Complete step by step Solution:
The line through the origin is said by the equation as below
\[y = mx\] --- (1)
We have been given in the question that the equation of the line is
 \[x + y\sqrt 3 + 3\sqrt 3 = 0\] ---- (2)
The above line has the slope as
\[ - \dfrac{1}{{\sqrt 3 }}\]
We have been given in the question that the angle between (1) and (2) is \[{60^\circ }\]
Then we have
\[\left| {\dfrac{{m + \dfrac{1}{{\sqrt 3 }}}}{{1 - \dfrac{m}{{\sqrt 3 }}}}} \right| = \tan {60^\circ }\]
Now, we have to determine the value of \[\tan {60^\circ }\]in the above equation and also solve the numerator and denominator, we get
\[\left| {\dfrac{{\sqrt 3 \;{\rm{m}} + 1}}{{\sqrt 3 - {\rm{m}}}}} \right| = \sqrt 3 \]
On removing the modulus from the above equation, we get
\[\dfrac{{\sqrt 3 \;{\rm{m}} + 1}}{{\sqrt 3 - {\rm{m}}}} = \pm \sqrt 3 \]
Now, let’s move the term \[\sqrt 3 - 1\] from denominator of the left hand side to the right hand side of the equation, we get
\[\sqrt 3 \;{\rm{m}} - 1 = \pm \sqrt 3 (\sqrt 3 - {\rm{m}})\]

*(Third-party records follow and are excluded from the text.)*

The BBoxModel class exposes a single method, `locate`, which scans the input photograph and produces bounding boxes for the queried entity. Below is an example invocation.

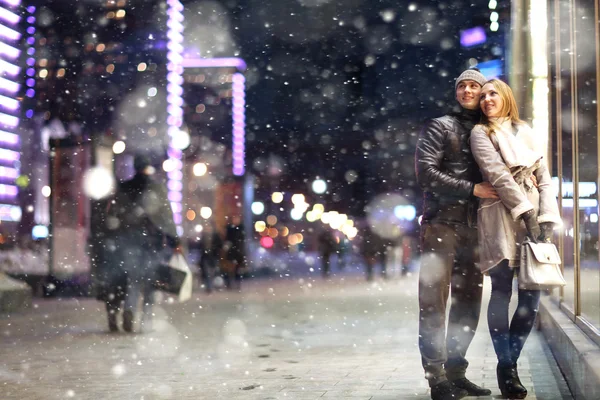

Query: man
[223,215,246,290]
[415,69,497,400]
[317,227,338,278]
[106,155,179,332]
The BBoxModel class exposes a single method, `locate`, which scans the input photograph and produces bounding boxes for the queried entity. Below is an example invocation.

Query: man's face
[456,80,481,110]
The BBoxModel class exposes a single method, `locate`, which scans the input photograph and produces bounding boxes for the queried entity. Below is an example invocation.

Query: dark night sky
[34,0,506,216]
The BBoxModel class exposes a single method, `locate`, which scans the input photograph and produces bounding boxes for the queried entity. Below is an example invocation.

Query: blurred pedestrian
[361,225,387,281]
[106,155,179,332]
[199,224,223,293]
[415,69,497,400]
[317,227,338,278]
[471,79,561,399]
[221,215,246,290]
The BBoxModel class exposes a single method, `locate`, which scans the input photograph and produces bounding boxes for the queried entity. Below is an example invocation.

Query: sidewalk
[0,275,571,400]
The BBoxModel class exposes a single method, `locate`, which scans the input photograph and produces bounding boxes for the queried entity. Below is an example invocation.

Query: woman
[470,79,560,399]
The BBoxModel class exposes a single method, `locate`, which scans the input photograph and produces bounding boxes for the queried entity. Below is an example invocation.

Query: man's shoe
[123,310,133,333]
[108,311,119,333]
[450,378,492,396]
[431,381,469,400]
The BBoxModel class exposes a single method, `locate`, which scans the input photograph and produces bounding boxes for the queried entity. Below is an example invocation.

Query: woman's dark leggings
[488,261,540,366]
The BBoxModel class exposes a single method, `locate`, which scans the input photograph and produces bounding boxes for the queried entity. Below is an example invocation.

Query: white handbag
[154,252,192,302]
[519,240,567,290]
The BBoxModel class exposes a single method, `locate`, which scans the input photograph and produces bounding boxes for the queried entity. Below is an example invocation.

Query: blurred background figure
[199,224,223,293]
[221,215,246,290]
[106,155,179,332]
[361,225,388,281]
[318,228,338,278]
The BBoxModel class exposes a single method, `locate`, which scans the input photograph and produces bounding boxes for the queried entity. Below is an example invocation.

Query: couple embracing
[415,69,560,400]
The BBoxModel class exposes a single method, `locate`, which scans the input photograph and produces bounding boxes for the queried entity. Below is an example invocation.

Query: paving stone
[0,275,570,400]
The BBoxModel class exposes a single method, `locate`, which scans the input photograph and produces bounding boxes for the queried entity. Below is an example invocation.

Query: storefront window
[553,2,575,310]
[573,0,600,327]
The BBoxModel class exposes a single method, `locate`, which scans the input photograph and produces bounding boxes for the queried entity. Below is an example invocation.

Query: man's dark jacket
[415,109,482,226]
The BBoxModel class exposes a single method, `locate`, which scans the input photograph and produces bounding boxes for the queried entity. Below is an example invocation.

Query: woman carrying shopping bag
[470,79,561,399]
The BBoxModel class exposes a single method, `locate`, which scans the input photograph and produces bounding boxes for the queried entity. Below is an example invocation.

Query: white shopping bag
[154,252,192,302]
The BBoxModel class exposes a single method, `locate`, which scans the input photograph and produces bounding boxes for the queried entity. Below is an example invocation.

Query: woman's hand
[539,222,554,243]
[473,182,499,199]
[529,174,540,187]
[521,210,542,243]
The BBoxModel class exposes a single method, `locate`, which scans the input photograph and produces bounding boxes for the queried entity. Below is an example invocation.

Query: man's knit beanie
[454,68,488,90]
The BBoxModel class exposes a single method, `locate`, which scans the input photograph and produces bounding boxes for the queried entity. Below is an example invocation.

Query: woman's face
[479,83,504,118]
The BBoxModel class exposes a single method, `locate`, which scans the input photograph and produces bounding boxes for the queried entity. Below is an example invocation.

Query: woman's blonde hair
[481,79,523,135]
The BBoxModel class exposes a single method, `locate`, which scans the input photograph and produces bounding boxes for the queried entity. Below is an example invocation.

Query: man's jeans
[419,223,483,387]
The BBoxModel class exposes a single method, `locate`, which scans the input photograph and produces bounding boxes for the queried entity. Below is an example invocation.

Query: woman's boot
[496,364,527,399]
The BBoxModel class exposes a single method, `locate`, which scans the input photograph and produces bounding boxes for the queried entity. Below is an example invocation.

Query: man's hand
[529,174,540,187]
[473,182,499,199]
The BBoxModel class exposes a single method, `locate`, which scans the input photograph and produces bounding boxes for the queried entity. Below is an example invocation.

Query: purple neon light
[167,181,183,192]
[0,7,21,24]
[232,73,246,176]
[0,149,19,161]
[0,95,19,111]
[0,0,21,7]
[0,167,19,179]
[0,113,19,128]
[460,26,487,47]
[167,0,184,229]
[0,130,19,146]
[0,60,21,76]
[0,204,22,222]
[0,185,19,197]
[0,42,21,59]
[0,77,21,93]
[168,190,183,203]
[0,25,21,40]
[181,57,246,71]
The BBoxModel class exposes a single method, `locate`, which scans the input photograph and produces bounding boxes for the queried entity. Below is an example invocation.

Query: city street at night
[0,0,600,400]
[0,273,571,400]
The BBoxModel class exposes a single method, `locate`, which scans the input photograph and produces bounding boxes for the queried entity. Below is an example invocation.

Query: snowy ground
[0,274,570,400]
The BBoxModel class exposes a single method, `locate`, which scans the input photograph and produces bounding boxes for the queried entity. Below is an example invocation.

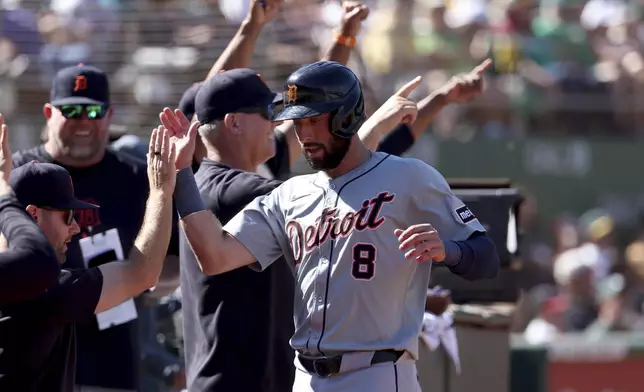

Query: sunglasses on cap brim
[56,104,108,120]
[40,207,74,226]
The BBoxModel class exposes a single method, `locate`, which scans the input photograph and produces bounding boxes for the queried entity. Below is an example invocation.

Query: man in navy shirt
[180,69,295,392]
[0,126,176,392]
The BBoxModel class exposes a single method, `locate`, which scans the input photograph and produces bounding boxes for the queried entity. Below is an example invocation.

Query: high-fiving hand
[394,223,445,263]
[147,127,177,195]
[159,108,200,170]
[441,59,492,103]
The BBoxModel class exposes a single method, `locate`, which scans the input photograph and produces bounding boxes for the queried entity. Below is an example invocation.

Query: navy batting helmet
[273,61,366,138]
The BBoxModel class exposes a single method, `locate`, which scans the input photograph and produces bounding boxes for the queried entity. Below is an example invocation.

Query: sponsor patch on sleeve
[454,206,476,223]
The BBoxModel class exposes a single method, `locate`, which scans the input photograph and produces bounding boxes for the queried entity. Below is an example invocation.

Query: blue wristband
[174,167,206,219]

On multiplying the term \[ \pm \sqrt 3 \]with the terms inside the parentheses, we get
\[\sqrt 3 \;{\rm{m}} - 1 = 3 - \sqrt 3 \;{\rm{m}}\]
Now, we have to solve for \[m\], we get
\[{\rm{m}} = \dfrac{1}{{\sqrt 3 }}\]
Therefore, the equations of the lines through the origin making an angle of \[{60^\circ }\] with the line \[x + y\sqrt 3 + 3\sqrt 3 = 0\] are \[y = \dfrac{x}{{\sqrt 3 }}\] or \[x - y\sqrt 3 \]

Therefore, the correct option is (B).

Note:Any straight line, such as \[ax + by + c = 0\] that goes through the origin will satisfies the point (0,0) when (0,0) is introduced into the line.
That is,\[a\left( 0 \right) + b\left( 0 \right) + c = 0\]
\[ \Rightarrow C = 0\]
As a result, the value of C will be zero.